Australia wouldn't support a new international force in southern Lebanon unless it had the strength and will to disarm Hezbollah, the prime minister said yesterday, after his government decided to withdraw 12 troops from there.
"It's no good sending a token force there, and I make it clear that Australian forces will never be part of a token force because it would be too dangerous," Prime Minister John Howard told Perth Radio 6PR.
Defense Minister Brendan Nelson said the decision to withdraw the troops was made Wednesday but declined to say whether the pullout had occurred yet.
The withdrawal comes after four UN observers were killed by an Israeli airstrike in southern Lebanon on Tuesday.
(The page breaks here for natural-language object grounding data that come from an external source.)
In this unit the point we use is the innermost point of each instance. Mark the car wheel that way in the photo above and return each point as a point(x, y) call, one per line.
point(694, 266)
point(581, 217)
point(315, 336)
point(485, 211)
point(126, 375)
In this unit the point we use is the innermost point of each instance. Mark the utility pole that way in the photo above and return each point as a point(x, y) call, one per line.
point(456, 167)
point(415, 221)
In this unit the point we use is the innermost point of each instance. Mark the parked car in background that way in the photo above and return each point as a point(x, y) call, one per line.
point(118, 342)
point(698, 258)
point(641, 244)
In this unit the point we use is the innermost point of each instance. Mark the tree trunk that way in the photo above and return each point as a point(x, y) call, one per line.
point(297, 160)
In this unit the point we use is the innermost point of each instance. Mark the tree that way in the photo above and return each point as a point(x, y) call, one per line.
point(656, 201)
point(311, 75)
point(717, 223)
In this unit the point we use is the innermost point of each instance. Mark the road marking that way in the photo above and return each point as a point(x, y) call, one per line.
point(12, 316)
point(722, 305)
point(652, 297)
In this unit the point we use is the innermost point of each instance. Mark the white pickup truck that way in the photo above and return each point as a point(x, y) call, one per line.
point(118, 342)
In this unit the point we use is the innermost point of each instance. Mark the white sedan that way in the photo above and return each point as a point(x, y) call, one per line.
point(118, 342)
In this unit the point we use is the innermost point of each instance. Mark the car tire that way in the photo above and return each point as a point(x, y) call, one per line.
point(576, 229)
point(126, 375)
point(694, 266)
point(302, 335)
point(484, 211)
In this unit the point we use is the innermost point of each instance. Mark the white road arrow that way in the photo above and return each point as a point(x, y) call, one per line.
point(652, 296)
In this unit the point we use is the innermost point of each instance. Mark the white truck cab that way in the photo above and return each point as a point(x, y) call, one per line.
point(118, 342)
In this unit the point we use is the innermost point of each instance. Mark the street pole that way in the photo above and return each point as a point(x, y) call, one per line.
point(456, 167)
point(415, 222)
"Late yesterday we made a decision to bring our 12 Australian Defense Force personnel back from southern Lebanon to Beirut where, of course, it is important that they continue to work with our Department of Foreign Affairs and Trade officials," Nelson told Australian Broadcasting Corp radio.
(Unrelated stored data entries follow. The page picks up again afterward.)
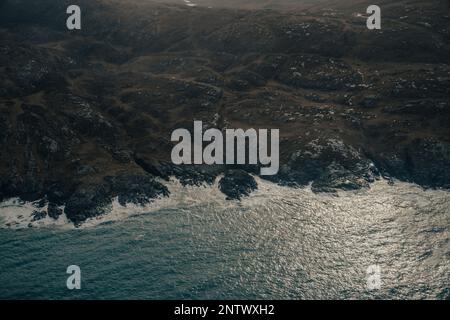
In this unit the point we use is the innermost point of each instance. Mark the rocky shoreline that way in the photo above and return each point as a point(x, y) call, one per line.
point(86, 117)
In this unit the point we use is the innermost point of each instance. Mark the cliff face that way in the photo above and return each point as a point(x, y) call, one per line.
point(87, 115)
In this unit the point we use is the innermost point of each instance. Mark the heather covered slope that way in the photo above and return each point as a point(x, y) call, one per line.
point(87, 115)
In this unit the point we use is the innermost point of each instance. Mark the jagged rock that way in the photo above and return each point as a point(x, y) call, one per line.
point(53, 211)
point(236, 184)
point(137, 189)
point(38, 215)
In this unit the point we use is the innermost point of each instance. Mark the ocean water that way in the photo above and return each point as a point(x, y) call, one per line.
point(279, 243)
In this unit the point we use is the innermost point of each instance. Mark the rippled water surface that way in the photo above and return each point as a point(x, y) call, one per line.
point(280, 243)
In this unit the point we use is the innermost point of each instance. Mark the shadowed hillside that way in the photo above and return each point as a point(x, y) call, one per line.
point(87, 115)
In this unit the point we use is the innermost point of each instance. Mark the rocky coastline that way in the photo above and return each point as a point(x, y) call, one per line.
point(86, 118)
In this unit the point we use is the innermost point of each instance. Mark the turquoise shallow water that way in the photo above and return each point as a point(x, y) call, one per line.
point(280, 243)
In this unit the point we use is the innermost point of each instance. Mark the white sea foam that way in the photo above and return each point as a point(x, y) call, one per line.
point(17, 214)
"Southern Lebanon in particular is a chaotic environment; it is a war zone," he added.
Nelson's office issued a statement saying the 12 were unarmed logistics specialists sent to the area last week to help evacuate Australian citizens.
Another 11 Australian military observers attached to the UN Truce Supervision Organization, with which Australia has been involved since 1956, would remain, the statement said.
Israel said it intends to establish a "security zone" that would be free of Hezbollah guerrillas across the Lebanon border which it would maintain until the arrival of an international force with muscle to be deployed in a wider swath of southern Lebanon -- as opposed to the UN force already there that has failed to prevent the violence.
In Rome, US Secretary of State Condoleezza Rice said participants at a daylong conference on the Middle Eastern crisis agreed on Wednesday on the need for a strong international force under a UN mandate. Italy, Turkey and Spain said they might send troops.
Howard said he supported such a beefed-up force with a long-term focus.
"If the international community is serious about providing a lasting settlement, it's got to have a big enough force with enough capacity to disarm Hezbollah because if it doesn't, nothing is going to change," Howard said.
"If the world community is serious, it would put together a force of tens of thousands and that force will act as an effective buffer and it will have the power and the will to disarm Hezbollah," he added.